Medicaid expansion in Idaho has been presented by its supporters as a “win-win” scenario with federal money replacing state funds and more people receiving medical coverage. Supporters of expansion can’t seem to bring themselves to consider that there might be unintended consequences.
If we bring more able-bodied adults into the medical system, will current participants be displaced or have longer wait times as a result? Even if capacity is added, will it happen quickly enough to offset the added burden placed on the system? Who will pay for that added capacity?
The federal money promised as part of the Medicaid expansion is scheduled to be reduced from 100 percent to 90 percent of the cost of the incremental funding over time. But what happens if federal monies are further squeezed as the reimbursements for Medicare and Medicaid are crimped to pay for the expanded population of recipients?
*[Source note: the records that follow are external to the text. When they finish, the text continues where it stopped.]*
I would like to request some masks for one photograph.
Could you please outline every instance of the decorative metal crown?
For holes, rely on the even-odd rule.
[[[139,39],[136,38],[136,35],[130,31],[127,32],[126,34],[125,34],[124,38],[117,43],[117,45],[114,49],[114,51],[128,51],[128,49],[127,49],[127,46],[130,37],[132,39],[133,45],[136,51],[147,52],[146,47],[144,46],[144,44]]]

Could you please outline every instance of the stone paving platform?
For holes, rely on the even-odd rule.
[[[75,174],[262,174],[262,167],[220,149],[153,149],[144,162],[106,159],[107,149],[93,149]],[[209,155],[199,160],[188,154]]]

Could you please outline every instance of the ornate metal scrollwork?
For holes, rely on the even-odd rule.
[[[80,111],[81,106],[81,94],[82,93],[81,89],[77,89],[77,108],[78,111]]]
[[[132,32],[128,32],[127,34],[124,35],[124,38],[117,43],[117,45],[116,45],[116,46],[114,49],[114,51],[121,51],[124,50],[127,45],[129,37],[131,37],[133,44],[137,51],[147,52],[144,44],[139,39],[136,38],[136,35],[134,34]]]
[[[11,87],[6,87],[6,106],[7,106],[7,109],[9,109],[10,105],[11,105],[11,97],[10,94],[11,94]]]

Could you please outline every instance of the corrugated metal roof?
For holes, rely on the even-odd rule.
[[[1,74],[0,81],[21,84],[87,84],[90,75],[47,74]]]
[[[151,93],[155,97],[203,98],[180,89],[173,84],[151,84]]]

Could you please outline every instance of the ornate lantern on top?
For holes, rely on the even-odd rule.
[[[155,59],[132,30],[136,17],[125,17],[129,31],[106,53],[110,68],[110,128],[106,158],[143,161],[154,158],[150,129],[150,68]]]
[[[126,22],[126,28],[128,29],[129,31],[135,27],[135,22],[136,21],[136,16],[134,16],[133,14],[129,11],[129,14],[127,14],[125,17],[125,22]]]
If you believe that longer wait times and diminished service are not possibilities, consider the case of Walid Khalfallah, a Canadian boy living in British Columbia with a severe spine curvature. He was forced to wait 27 months for surgery, ultimately leaving him permanently paralyzed from the waist down. Walid finally got help from the Shriners Hospital in Spokane.
Health Canada is a nationalized, single payer system … think of it as combining Medicare and Medicaid into one entity.
If you add more people to our current medical system either overall costs go up or rationing will occur in the form of increased wait times. According to the Fraser Institute in Canada, the median wait time for treatment after referral from a general practitioner was 18 weeks in 2013, more than double what it had been a decade earlier.
It is already evident that the Affordable Care Act is not reducing overall medical costs, perhaps it is only fitting that the other unintended consequence is longer wait time for treatment if Medicaid is expanded.